The key is to work big to small. Step back about 3 meters and assess your tone. You will find “islands” of tone that are different from the surrounding area. Pick the largest, most visible island. Step up to your drawing and even out this area, then immediately return to your observation point and assess your work. Keep going until all large islands have disappeared. Only then, shift your observation point by taking a few steps closer to the drawing and make your next observations from this point.

Repeat the process, always looking for the biggest islands you see from your observation point. You can go on indefinitely until you are working with a looking glass. Different drawings require a different level of smoothness. Often it is enough to make the tones even from a distance of about 1 meter. The key is to work big to small. If you reverse the direction and work small to big, you are likely creating larger islands while trying to remove small ones. Stepping back forces you to see and take care of large islands first.

Can I use an eraser?

Sometimes the eraser is the right tool. A kneadable eraser works best. That said, I think it is faster to gradually add more pencil/charcoal than it is to go too dark, having to lighten the tone with an eraser, and then correct/clean the area again.

Patience

Creating a drawing with smooth tones takes time. If you are making a value gradient or a value scale for example, expect to invest several hours into making smooth, even tones. Especially if you don’t have much control over the medium yet.

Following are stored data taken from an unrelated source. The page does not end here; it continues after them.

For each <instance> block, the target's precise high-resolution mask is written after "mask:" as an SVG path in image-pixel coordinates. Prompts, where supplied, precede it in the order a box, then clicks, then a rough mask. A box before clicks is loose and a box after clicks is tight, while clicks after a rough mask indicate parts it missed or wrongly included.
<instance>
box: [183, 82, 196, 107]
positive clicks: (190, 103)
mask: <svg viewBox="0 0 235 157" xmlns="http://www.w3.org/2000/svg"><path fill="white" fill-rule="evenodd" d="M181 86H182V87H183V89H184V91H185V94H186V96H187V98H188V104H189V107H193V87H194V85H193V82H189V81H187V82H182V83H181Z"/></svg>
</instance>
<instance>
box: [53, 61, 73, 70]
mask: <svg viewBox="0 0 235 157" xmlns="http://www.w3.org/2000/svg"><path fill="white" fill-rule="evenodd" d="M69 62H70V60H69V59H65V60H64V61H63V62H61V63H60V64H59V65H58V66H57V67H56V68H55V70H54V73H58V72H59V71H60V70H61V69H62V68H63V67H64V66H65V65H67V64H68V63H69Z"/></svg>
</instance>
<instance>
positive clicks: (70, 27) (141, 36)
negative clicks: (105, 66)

Island hunting can be a meditative, enjoyable process. If you stay methodical, you’ll be satisfied by immediately seeing a real difference.

Why bother?

Why does it even matter to create smooth tones? If your drawing is highly rendered, uneven tones introduce noise that limit how much you can communicate in the drawing. Also, the process of island hunting trains your sensitivity and control. You become more attuned to differences in tonal value and more skilled in manipulating your medium to do exactly what you want.

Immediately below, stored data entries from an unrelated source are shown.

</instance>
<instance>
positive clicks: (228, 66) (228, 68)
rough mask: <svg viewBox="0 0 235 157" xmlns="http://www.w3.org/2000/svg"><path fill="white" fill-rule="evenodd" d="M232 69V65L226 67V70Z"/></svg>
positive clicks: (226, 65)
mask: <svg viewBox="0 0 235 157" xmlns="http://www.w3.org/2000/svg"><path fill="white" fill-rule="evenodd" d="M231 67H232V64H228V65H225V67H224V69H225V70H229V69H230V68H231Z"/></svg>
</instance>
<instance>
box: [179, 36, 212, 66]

I hope this helps. Happy drawing!


5 thoughts on “How to create smooth shading in pencil or charcoal”

  1. Baptiste
     ·  Reply

    Merci beaucoup !
    Baptiste from the academy
    Good to know a new time with a different point of view! 🙂

  2. Jackson
     ·  Reply

    Hey Dorian
    I stumbled across this post and it has been helpful, but I have a question that I can’t figure out with Nitram charcoal. How do you achieve those really dark, smooth shadows, particularly the cast shadows? I’ve heard from some you need to layer with B, but at some point I’m just moving dust around and it never looks like the cast drawings I see online. It seems like the paper won’t take anymore, but I’m using the recommended paper. Do you just bear down with pressure? Lighter tones aren’t a problem, just the the darkest dark patterns. Thanks so much, and keep up the good work!

    • Dorian
       ·  Reply

      Hi Jackson!
      I see two relevant things here: one is the smoothness and the other is the darkness.
      For darkness, it might be that some of the artists whose drawings you’re looking at are using compressed charcoal. (I did, in the background here, and in the cast shadows here.)
      Compressed charcoal goes darker than vine charcoal but it’s not great for precise marks and it doesn’t erase well at all. 
      The smoothness is just about being patient and evening out the “islands”.
      I hope that helps!

  3. Nicholas Barree
     ·  Reply

    Hey Dorian have you ever done a video on this topic? I’ve done a lot searching and the amount of instruction I’ve been able to find on this subject specifically is limited at best. The instructions that are provided in this article are great and extremely appreciated however being able to see a time lapse video could prove to be even more helpful. Just curious if it has been covered and I missed it?

    • Dorian
       ·  Reply

      Hey Nicholas, I haven’t, but I’ll let you know when I do!